29.  geluidszoneringsplichtige inrichting:

een inrichting, bij welke ingevolge de Wet geluidhinder rondom het terrein van vestiging in een bestemmingsplan een geluidszone moet worden vast­gesteld;

30.  grenswaarde voor de geluidsbelasting vanwege een luchthaven:

de maximale waarde voor de geluidsbelasting, zoals deze rechtstreeks kan worden afgeleid uit het Besluit militaire luchthavens;

31.  hogere grenswaarde:

een bij een bestemmingsplan in acht te nemen maximale waarde voor de geluidsbelasting van geluidsgevoelige objecten, die hoger is dan de voor­keurgrenswaarde en die in een concreet geval kan worden vastgesteld op grond van de Wet geluidhinder en/of het Besluit Geluidhinder;

32.  kampeermiddel:

33.  een tent, een tentwagen, een kampeerauto of een caravan;

34.  enig ander onderkomen of enig ander voertuig of gewezen voertuig of gedeelte daarvan, voorzover geen bouwwerk zijnde;

één en ander voor zover deze onderkomens of voertuigen of gewezen voertuigen geheel of ten dele blijvend zijn bestemd of opgericht dan wel worden of kunnen worden gebruikt voor recreatief nachtverblijf;

35.  kunstobject:

voortbrengsel van de beeldende kunsten in de vorm van een bouwwerk, geen gebouw zijnde;

36.  kunstwerk:

een bouwwerk, geen gebouw zijnde, ten behoeve van civieltechnische en/of infrastructurele doeleinden, zoals een brug, een dam, een duiker, een tunnel, een via- of aquaduct of een sluis dan wel een daarmee gelijk te stellen voorziening;

37.  kwetsbaar object:

een object waarvoor ingevolge het Besluit Externe Veiligheid Inrichtingen een grenswaarde voor het risico c.q. een risicoafstand tot een risicovolle inrichting is bepaald, die in achtgenomen moet worden;

38.  landschappelijke waarden:

waarden in verband met de verschijningsvorm van een gebied en de aanwezigheid van waarneembare structuren en/of elementen in dat gebied.

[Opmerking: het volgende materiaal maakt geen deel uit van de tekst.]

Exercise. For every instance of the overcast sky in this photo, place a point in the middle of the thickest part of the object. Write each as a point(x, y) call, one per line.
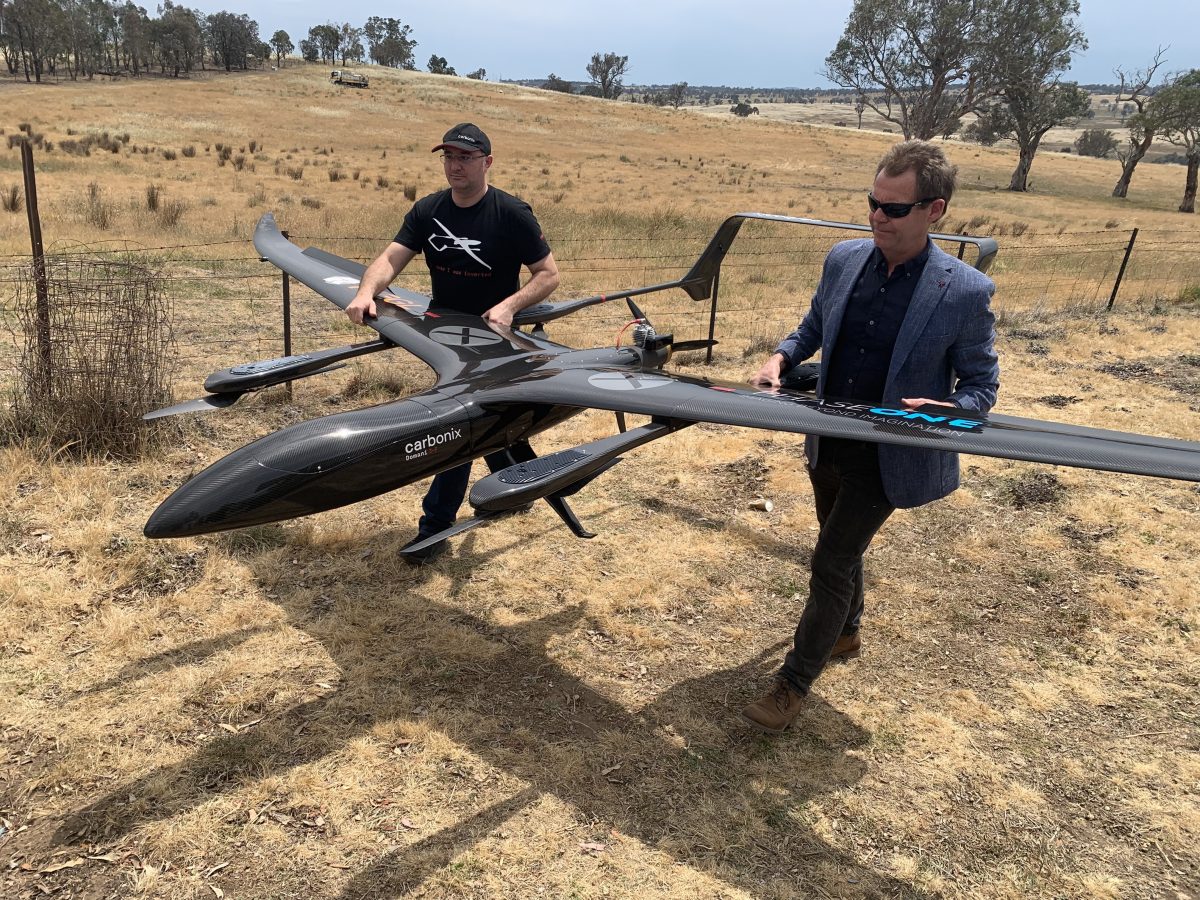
point(771, 43)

De landschappelijke waarden van het woudengebied (coulisselandschap) bestaan in het bijzonder uit de relatief kleinschalige verkaveling (regelmatig verkavelingspatroon) en de aanwezigheid van beplanting op of langs perceelsscheidingen in de vorm van hout- of boomsingels (meestal elzen bij sloten) en/of dykswâlen, veelal in combinatie met een fijnmazig netwerk van wegen en paden (deels onverhard) en streekeigen bebouwing (boerderijen en wâldhúskes). Daarnaast kan de aanwezigheid van bospartijen, landgoederen, essen, pingoruïnes, poelen en dobben bepalend zijn voor de landschappelijke waarden.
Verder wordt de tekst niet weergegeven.